Tahiti: Day 2

After a breakfast of a danish and mango juice, I finally drove without getting lost or taking a wrong turn. After getting to the geophysics lab, I took a more accurate elevation angle measurement ever fifteen degrees azimuthally. I focused on site 1 because we agreed that it had the best potential from yesterday. After plotting up what we had, I sent my findings to Jonathan to decide what actual coverage we'd get. After lunch, I typed up my blog about yesterday. I then drove back to the hotel to rest and get some dinner before returning to better characterize the darkness and evaluate the feasibility of using the location for the imager.

I went to get food after 6 and couldn't find anything new to eat except McDonalds. But it was not a disappointing visit; you know what they call a Quarter Pounder with Cheese in Tahiti? Royale with cheese. And it was delicious.

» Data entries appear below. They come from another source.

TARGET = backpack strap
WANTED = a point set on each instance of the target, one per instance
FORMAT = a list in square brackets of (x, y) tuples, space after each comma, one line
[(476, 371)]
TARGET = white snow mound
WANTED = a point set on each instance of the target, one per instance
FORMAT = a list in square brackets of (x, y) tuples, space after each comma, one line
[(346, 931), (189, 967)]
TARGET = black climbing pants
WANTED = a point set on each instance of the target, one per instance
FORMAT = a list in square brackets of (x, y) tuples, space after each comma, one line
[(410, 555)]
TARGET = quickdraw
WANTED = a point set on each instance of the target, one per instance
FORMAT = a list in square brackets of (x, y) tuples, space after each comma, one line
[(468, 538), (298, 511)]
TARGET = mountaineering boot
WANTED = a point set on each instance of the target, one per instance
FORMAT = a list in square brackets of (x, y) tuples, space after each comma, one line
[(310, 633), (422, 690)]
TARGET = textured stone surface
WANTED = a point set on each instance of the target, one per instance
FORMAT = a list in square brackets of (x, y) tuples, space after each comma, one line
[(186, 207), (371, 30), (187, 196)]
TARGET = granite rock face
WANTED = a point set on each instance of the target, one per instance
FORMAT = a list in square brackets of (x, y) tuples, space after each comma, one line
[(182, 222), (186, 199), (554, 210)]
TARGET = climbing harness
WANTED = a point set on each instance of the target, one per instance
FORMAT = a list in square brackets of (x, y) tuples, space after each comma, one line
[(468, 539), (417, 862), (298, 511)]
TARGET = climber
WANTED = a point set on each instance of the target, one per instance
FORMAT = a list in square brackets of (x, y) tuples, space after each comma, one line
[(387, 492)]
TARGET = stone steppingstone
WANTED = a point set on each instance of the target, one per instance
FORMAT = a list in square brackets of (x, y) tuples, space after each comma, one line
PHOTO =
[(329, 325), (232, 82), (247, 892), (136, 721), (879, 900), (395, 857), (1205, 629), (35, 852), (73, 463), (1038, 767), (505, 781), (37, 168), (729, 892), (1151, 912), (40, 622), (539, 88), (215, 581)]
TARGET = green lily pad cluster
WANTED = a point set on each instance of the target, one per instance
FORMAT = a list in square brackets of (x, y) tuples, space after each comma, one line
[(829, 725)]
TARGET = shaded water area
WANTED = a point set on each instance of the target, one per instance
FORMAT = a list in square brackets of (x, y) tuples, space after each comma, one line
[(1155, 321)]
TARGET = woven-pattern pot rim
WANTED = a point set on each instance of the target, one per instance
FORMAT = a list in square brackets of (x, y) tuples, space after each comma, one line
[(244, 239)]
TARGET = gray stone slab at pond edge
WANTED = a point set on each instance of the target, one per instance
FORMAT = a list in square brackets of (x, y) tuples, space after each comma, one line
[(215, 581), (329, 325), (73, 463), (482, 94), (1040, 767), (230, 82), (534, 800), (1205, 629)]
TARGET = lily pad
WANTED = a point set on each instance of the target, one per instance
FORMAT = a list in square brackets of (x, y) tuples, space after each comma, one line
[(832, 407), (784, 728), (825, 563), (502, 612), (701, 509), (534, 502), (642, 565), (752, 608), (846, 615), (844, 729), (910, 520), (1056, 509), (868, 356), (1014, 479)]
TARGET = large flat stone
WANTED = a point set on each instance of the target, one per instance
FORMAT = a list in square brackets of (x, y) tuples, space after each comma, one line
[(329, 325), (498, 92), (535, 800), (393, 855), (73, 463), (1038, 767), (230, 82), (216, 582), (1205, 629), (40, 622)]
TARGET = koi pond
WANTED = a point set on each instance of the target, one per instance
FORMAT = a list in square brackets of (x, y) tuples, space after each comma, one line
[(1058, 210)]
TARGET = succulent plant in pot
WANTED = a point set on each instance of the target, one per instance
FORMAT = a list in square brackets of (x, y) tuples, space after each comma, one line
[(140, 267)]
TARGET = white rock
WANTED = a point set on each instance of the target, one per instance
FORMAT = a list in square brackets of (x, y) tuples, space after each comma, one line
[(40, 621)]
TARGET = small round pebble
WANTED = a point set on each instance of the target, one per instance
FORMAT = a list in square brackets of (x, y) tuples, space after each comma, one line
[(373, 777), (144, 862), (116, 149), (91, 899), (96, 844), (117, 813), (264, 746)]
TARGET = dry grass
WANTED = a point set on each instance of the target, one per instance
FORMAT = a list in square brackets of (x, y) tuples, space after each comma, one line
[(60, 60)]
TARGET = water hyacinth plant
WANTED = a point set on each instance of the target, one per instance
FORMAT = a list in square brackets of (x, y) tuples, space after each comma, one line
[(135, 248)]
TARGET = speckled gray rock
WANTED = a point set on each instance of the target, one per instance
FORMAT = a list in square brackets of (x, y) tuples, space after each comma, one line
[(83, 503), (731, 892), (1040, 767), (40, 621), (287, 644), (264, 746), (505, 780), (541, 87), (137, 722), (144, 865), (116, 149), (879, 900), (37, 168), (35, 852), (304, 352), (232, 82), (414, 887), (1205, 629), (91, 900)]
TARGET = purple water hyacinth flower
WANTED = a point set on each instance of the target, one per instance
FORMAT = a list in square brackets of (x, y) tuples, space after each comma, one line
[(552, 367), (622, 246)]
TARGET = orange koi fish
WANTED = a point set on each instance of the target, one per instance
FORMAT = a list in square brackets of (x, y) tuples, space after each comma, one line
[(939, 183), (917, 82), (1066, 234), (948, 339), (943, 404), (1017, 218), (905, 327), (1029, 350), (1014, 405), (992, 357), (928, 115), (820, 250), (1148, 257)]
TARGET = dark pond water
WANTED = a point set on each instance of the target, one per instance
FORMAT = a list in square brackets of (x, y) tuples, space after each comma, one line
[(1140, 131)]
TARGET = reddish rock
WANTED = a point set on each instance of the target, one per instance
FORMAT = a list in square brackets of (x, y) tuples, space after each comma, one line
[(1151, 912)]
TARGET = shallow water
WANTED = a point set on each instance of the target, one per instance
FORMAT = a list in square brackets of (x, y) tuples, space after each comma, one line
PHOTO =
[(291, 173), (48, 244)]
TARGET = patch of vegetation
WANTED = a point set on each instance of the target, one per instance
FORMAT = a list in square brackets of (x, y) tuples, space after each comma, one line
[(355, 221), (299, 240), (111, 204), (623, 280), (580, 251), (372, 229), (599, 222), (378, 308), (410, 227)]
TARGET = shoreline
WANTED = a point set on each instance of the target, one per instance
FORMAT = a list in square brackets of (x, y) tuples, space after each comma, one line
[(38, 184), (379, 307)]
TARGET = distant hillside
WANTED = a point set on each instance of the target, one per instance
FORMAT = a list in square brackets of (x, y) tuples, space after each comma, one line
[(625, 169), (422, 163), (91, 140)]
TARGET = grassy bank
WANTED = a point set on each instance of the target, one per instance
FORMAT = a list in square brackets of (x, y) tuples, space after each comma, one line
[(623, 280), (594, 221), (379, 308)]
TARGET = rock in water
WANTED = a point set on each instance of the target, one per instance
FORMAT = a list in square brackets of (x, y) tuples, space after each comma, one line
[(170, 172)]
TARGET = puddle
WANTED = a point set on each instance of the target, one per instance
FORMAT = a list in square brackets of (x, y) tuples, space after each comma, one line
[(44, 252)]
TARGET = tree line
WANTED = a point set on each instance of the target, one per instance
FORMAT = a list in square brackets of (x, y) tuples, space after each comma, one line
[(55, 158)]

I drove back to the site where Dominique was waiting to let me into the lab. After my eyes acclimated to the darkness and the motion-sensor lighting turned off, I started recording my findings. The site was not as dark as it was yesterday as low foggy clouds had rolled in and enhanced the glow from the city below. Although disconcerting, I discussed this with Dominique who pointed out that when the clouds leave, it is extremely dark and the Milky Way is pronounced in the sky. This seemed reasonable considering yesterday had much higher clouds and it was extraordinarily dark. My concern shifted to other direct light sources. I first noted the air-filter system which glows red and illuminates the ground below. However, the antenna are between site 1 and this device, and it is below the field of view of the lens. Secondly there were some stray point sources from Moorea island and a window in a nearby house. These are stationary and not terribly bright so some tape could block out light from those directions. Thirdly, I needed to consider the airport. I saw two airplanes land at the airport during the night. Each had and extremely low elevation angle (less than 10 degrees) and passed mostly through trees as they headed from east to west to land. There is only one runway so I don't think that airplanes will be a problem for our system. The forth and final problem were cars. At 8PM, I counted 12 cars an hour. There were considerably fewer in the following hours. Above this site on a hill is a development which is about 50% completed now. The problem with the cars is that they change what they illuminate when they drive up/down the hill. Downhill cars have a much longer affect than the uphill cars. Still each illuminates various trees, fences, and roofs. Although the cars would be a problem, I was fairly certain that the site would be adequately dark for imaging. Pleased with my findings I headed to back to the hotel and to bed.